Eya, âgée de 28 ans et d'origine algérienne elle aussi, est voilée depuis cinq ans. Titulaire d'un BTS tourisme, elle a choisi de s'adapter à ses employeurs. "Les savants [religieux musulmans] ont expliqué qu’il était possible pour les personnes qui ne vivent pas en terre d’islam de travailler sans le voile. J'ai d'abord travaillé chez un croisiériste et là, j'enlevais mon voile. Puis j'ai été embauchée par un voyagiste qui organise les pèlerinages à La Mecque. Mon patron est un imam donc je peux évidemment travailler voilée ! Mais si j'ai envie de changer, je suis de nouveau prête à retirer mon hijab", explique-t-elle.
Si on fait le choix de ne pas enlever le voile, il faut accepter d’être mère au foyer toute sa vie.

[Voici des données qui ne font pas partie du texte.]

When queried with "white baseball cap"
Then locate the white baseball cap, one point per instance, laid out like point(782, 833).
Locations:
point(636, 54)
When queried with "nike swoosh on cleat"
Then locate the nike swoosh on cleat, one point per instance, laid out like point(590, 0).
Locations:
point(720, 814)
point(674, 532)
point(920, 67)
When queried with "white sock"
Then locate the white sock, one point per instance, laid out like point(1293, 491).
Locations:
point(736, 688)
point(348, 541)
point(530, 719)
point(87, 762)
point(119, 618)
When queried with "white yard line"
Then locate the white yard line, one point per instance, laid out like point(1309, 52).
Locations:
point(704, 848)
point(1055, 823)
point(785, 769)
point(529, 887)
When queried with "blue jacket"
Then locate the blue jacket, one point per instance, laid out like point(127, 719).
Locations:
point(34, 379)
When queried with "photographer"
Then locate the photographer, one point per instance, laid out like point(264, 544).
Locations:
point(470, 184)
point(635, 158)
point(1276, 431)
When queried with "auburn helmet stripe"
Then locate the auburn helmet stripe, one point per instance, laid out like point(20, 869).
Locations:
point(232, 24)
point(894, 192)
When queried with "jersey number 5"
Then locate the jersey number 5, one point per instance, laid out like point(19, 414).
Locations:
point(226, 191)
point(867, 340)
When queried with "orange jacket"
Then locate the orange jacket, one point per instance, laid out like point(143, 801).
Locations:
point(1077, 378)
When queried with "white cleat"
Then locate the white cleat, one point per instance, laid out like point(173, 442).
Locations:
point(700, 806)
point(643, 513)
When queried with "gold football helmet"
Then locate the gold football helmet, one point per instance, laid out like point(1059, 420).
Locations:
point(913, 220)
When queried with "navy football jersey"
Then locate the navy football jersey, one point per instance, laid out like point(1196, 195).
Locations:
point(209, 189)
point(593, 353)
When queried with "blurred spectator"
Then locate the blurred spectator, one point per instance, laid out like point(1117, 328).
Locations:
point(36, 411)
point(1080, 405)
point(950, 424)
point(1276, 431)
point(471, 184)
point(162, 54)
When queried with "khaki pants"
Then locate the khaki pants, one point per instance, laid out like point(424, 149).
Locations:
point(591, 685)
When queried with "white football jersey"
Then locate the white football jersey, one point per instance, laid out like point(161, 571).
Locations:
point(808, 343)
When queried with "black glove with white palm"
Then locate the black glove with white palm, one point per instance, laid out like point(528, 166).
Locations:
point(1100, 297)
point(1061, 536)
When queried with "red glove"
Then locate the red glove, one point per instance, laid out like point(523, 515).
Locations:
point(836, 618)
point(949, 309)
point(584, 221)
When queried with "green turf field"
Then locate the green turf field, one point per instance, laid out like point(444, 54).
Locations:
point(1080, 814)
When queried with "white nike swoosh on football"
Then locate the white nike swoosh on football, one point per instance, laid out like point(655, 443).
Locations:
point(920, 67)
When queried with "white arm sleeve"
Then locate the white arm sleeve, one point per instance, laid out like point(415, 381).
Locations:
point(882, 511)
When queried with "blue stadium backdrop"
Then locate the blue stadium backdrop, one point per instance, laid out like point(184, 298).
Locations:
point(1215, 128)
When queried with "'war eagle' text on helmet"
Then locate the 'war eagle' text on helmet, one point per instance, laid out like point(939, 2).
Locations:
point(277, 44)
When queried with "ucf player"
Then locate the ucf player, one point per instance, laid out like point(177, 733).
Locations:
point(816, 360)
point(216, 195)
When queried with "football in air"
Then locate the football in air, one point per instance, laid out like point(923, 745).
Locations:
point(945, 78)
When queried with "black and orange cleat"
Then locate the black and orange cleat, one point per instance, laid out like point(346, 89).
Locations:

L'obligation de se couvrir les cheveux pour une femme figure-t-elle dans le Coran ? Un verset leur recommande de "se couvrir de leurs voiles" pour ne pas être "offensées". Sans préciser quelle partie du corps. "Dans le droit musulman, il y a un consensus chez les docteurs de la loi coranique autour du fait que le voile est obligatoire pour la femme. Mais étant donné qu'il s'agit d'une interprétation et non d'un verset du Coran, on a le droit de la questionner", estime Samia, une ancienne professeure d'histoire âgée de 31 ans, désormais coordinatrice européenne de la Foundation for Ethnic Understanding, une ONG qui œuvre à l'amélioration des relations entre les populations juives et musulmanes. Non voilée, cette Franco-Tunisienne au "style de hipster assumé" estime que cela ne ferait pas d'elle "une meilleure musulmane si elle le portait."

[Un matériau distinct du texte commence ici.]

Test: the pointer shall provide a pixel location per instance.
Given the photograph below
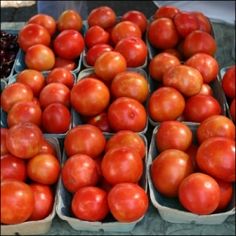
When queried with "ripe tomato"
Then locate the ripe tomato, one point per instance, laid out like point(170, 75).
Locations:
point(128, 202)
point(43, 168)
point(90, 204)
point(215, 126)
point(86, 139)
point(17, 202)
point(69, 19)
point(165, 103)
point(216, 156)
point(43, 201)
point(127, 114)
point(173, 135)
point(39, 57)
point(68, 44)
point(199, 107)
point(168, 169)
point(199, 193)
point(32, 34)
point(162, 33)
point(90, 97)
point(78, 171)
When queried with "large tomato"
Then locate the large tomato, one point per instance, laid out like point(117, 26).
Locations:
point(216, 156)
point(168, 169)
point(199, 193)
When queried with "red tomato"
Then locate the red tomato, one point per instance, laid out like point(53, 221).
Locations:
point(165, 103)
point(168, 169)
point(69, 19)
point(199, 107)
point(173, 135)
point(127, 114)
point(43, 201)
point(162, 33)
point(56, 118)
point(128, 202)
point(184, 78)
point(43, 168)
point(14, 93)
point(216, 157)
point(68, 44)
point(32, 34)
point(160, 63)
point(24, 140)
point(199, 193)
point(86, 139)
point(13, 168)
point(79, 171)
point(90, 97)
point(39, 57)
point(205, 64)
point(134, 50)
point(109, 64)
point(44, 20)
point(90, 204)
point(215, 126)
point(17, 202)
point(103, 16)
point(130, 84)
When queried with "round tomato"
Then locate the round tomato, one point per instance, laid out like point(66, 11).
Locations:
point(199, 193)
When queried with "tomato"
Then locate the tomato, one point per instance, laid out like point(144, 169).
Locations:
point(96, 35)
point(228, 82)
point(127, 138)
point(216, 126)
point(199, 41)
point(216, 157)
point(39, 57)
point(14, 93)
point(68, 44)
point(165, 103)
point(90, 97)
point(90, 204)
point(173, 135)
point(78, 171)
point(162, 33)
point(24, 140)
point(43, 168)
point(95, 51)
point(17, 202)
point(44, 20)
point(61, 75)
point(54, 92)
point(32, 34)
point(109, 64)
point(186, 79)
point(168, 169)
point(69, 19)
point(134, 50)
point(43, 201)
point(56, 118)
point(130, 84)
point(13, 168)
point(103, 16)
point(125, 29)
point(136, 17)
point(199, 193)
point(86, 139)
point(161, 63)
point(128, 202)
point(199, 107)
point(205, 64)
point(127, 114)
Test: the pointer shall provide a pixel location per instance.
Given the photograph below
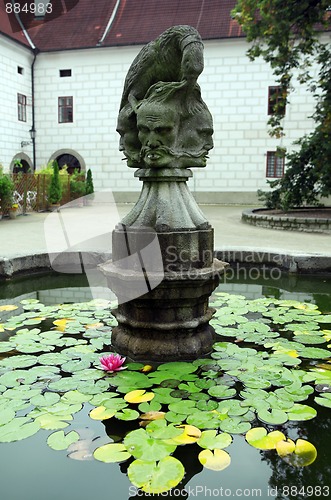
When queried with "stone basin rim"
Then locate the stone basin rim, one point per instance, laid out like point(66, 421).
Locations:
point(293, 262)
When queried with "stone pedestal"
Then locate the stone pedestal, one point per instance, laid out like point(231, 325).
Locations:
point(163, 272)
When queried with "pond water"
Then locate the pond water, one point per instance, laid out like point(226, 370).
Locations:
point(31, 470)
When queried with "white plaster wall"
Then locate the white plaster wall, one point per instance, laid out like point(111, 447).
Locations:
point(235, 89)
point(96, 86)
point(13, 131)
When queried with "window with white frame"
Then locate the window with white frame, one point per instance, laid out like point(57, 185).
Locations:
point(65, 109)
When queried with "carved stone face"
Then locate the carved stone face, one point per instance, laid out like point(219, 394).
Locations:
point(129, 142)
point(157, 131)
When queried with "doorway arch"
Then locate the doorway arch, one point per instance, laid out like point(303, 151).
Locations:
point(25, 164)
point(71, 158)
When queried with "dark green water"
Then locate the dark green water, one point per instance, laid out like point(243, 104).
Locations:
point(30, 470)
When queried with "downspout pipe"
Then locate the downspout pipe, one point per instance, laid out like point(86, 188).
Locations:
point(110, 22)
point(35, 52)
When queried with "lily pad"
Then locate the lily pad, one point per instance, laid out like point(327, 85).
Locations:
point(301, 412)
point(234, 425)
point(261, 439)
point(112, 452)
point(139, 396)
point(127, 414)
point(102, 413)
point(214, 459)
point(300, 454)
point(141, 445)
point(60, 441)
point(156, 478)
point(273, 416)
point(211, 440)
point(324, 400)
point(17, 429)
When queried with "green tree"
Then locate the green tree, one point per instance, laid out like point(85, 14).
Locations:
point(288, 35)
point(55, 189)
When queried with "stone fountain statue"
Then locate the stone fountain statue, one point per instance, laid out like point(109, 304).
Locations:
point(162, 267)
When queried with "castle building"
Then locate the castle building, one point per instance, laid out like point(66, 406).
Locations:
point(63, 65)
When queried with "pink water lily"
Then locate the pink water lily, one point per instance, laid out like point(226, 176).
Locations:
point(112, 363)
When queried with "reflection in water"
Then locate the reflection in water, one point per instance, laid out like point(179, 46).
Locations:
point(286, 482)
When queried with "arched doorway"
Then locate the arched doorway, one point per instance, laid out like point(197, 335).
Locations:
point(70, 158)
point(21, 164)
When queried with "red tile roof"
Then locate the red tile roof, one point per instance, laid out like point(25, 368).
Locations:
point(140, 21)
point(10, 27)
point(77, 24)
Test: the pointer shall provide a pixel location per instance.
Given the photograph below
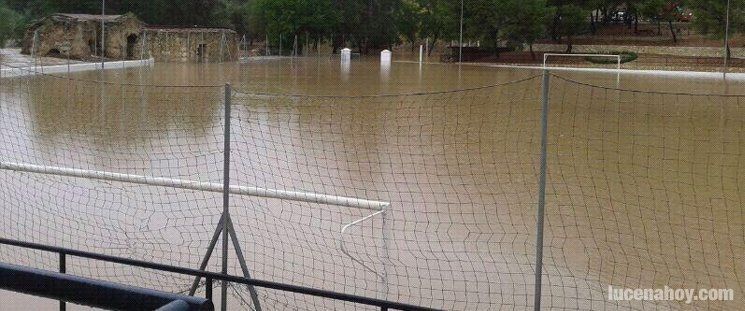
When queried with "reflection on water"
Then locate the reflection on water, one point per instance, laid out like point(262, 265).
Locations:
point(644, 189)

Sarah, une Toulousaine de 32 ans, ne porte pas non plus le voile. Née en France de parents d'origine algérienne, cette musulmane n'en ressent "pas le besoin" et considère que ça n'est "pas obligatoire". Mais elle part "du principe qu’à partir du moment où le voile est un choix, où il y a un consentement éclairé, ça ne pose pas de problème. Et si c’est un libre choix, on ne peut pas prétendre vouloir libérer la personne. Notre élite politique devrait sortir de sa mentalité colonialiste", lâche cette thésarde, qui prépare un doctorat sur la liberté de religion en France et au Canada.
Une "représentation culturelle"
Porter ou non le voile : Lyna, Mawelle, Samia, Zahira et les autres assurent avoir pris cette décision en toute liberté, parfois même à l'insu d'un père ou d'un mari. "Mon père a découvert que je m’étais voilée en rentrant du travail, raconte Zahira, évoquant un "choix éclairé". "Pour moi c’est une pratique cultuelle, comme la prière ou le jeûne, et non un simple signe religieux, encore moins un signe de revendication. C’est juste mon habit du dehors." Zahira, qui préfère parler "d'égalité femmes-hommes", ne se sent pas moins féministe qu'une autre dans la sphère intime.
Moi aussi, quand je rentre chez moi, je crie si mon mari ne participe pas aux tâches ménagères.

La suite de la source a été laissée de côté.